Only 28 percent of homes currently for sale across the country are affordable for the typical U.S. household, according to a new report, showing that homeownership continues moving further out of reach for Americans even as the market finally slows down.
The August 2025 Buying Power Report from Realtor.com shows that, as the maximum affordable home price for a median-income household in the U.S. has fallen to $298,000, just a little over a quarter of all homes on the market are priced within reach of the typical U.S. household.
Back in 2019, before the pandemic homebuying frenzy, the maximum affordable home price for a median-income household was nearly $30,000 higher, at $325,000.
“The buying power report puts a very tangible dollar value on the impact of today’s higher mortgage rates on housing affordability,” Danielle Hale, chief economist at Realtor.com, told Newsweek.
“It shows that even though incomes have grown in the last six years, that growth hasn’t been enough to keep up with the erosion in buying power from higher mortgage rates,” she said.
Why Are Americans Struggling To Afford Most Homes On The Market?
While buying a home has always been one of the biggest expenses an individual or a family would face in their lives, the cost of buying a home—and maintaining it—has shot up over the past five years, reaching far above what many can afford.
Historically low mortgage rates during the pandemic, combined with a new focus on the domestic space, the rise of remote work, and an emphasis on improving one’s life-work balance, led to an explosion in homebuying activity across the country between 2020 and 2022. This boom clashed with a general lack of inventory across the U.S., mainly due to the fact that developers had chronically underbuilt, compared to demand, in the years following the subprime mortgage crisis.

Prices skyrocketed amid high demand, as buyers fought each other in bidding wars to snatch the limited inventory available. Nationwide, home prices surged by 43 percent between 2019 and 2022, according to the Harvard Joint Center for Housing Studies.
Things got even worse for homebuyers after mortgage rates shot through the roof in 2022 following the Federal Reserve’s aggressive rate-hiking campaign to lower rampant inflation—and they have not improved much since then.
Mortgage rates are still lingering near the 7 percent mark; home prices are still much higher than they were before the pandemic, and about 10 times higher than they were 50 years ago; and while inventory is growing, giving buyers more options, in most of the country is still below 2019 levels.
Wages vs Home Prices
Americans’ wages have also been growing over the past five years, surging by 15.7 percent between 2019 and now, but not nearly as fast as home prices. The home price to income ratio has grown massively over the past few decades, going from 3.5 in 1985 to 5 in 2025.
“In concrete terms, a $325,000 home was affordable to the median household in 2019, but today’s median household can only afford to purchase a $298,000 home, a drop of nearly $30,000,” Hale explained.
“These calculations assume that a buyer is using a 30-year fixed rate mortgage and making a 20 percent down payment—for example, financing 80 percent of the home purchase price,” she added. “Compounding the drop in buying power, the price of homes has also risen, which means that in July just 28 percent of for-sale homes were affordable to the typical household compared to more than half (55.7 percent) of for-sale homes that would have been within reach in July 2019.”
How Are Buyers Reacting?
According to Realtor.com, buyers’ housing affordability struggles are reshaping their behavior. They are dialing up competition for the few affordable homes available in the market, renting for longer than they would have wished for, and delaying their plans to create their own family.
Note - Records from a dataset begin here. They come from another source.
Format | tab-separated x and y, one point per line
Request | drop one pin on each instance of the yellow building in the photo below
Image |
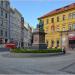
57	25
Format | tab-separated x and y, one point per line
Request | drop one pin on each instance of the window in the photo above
70	27
47	21
1	22
5	33
1	32
5	15
74	26
52	43
64	17
2	3
73	15
64	29
52	20
70	16
57	19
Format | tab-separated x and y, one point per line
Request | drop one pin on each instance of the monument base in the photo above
40	46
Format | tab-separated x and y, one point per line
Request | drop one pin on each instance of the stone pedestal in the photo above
39	39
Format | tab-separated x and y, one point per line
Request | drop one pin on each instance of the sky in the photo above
33	9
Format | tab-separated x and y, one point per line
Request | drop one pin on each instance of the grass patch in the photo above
19	50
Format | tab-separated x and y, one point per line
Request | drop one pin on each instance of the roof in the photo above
68	7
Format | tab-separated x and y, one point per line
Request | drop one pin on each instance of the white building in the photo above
4	21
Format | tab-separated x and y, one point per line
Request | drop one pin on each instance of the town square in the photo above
37	37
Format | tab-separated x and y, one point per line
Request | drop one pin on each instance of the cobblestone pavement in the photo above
63	64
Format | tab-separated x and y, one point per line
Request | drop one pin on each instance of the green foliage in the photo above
19	50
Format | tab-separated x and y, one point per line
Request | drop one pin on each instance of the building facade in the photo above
59	26
12	29
15	27
4	21
27	35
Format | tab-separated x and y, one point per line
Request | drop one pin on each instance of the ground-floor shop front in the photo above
64	39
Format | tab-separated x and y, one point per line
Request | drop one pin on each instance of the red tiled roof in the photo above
68	7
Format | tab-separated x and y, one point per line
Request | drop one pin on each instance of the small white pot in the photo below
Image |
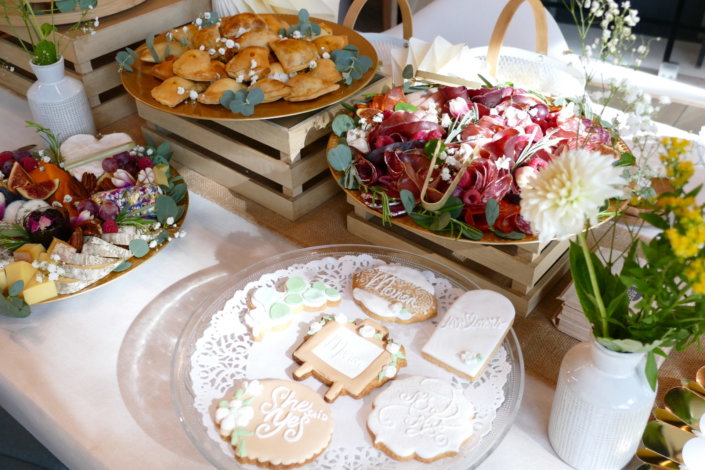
600	408
59	102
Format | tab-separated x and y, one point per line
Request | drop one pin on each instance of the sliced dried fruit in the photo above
18	178
39	190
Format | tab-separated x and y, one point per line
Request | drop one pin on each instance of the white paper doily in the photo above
225	353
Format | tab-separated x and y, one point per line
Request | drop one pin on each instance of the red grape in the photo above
110	165
108	210
28	163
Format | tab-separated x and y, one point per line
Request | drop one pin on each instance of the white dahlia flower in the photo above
561	197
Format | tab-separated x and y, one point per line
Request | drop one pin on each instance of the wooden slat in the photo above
113	110
290	207
254	160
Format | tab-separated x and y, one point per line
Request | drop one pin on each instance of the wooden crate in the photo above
91	57
279	163
524	273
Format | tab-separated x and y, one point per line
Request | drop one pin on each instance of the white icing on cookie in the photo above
421	417
347	352
478	319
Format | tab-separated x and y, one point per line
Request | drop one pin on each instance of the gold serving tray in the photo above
488	238
140	82
136	262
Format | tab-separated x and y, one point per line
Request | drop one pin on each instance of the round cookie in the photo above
275	423
394	293
421	418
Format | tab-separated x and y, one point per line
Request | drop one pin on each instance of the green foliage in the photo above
305	26
342	124
340	157
350	63
125	59
242	102
139	247
50	139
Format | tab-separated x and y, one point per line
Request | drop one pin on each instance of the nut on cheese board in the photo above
76	216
This is especially the case for younger, first-time homebuyers, including millennials and Gen Zers, who are having the hardest time on the market because they do not have any equity they can leverage.
Changing buyers’ behaviors also affects sellers, especially as dwindling demand leads to a pile-up of inventory on the U.S. market. As of July, there were over 1.9 million homes for sale in the country.
Sellers are increasingly being forced to slash prices to attract buyers, or delist their property as they wait for a potentially better time in the future.
In the near future, “restoring lost buying power will likely depend on a combination of modestly lower mortgage rates, stronger wage growth, and most critically, a boost in housing supply, particularly in the affordable segment,” Realtor.com wrote in the report.
“Until those conditions improve, today’s buyers will need to remain both strategic and flexible in navigating the market.”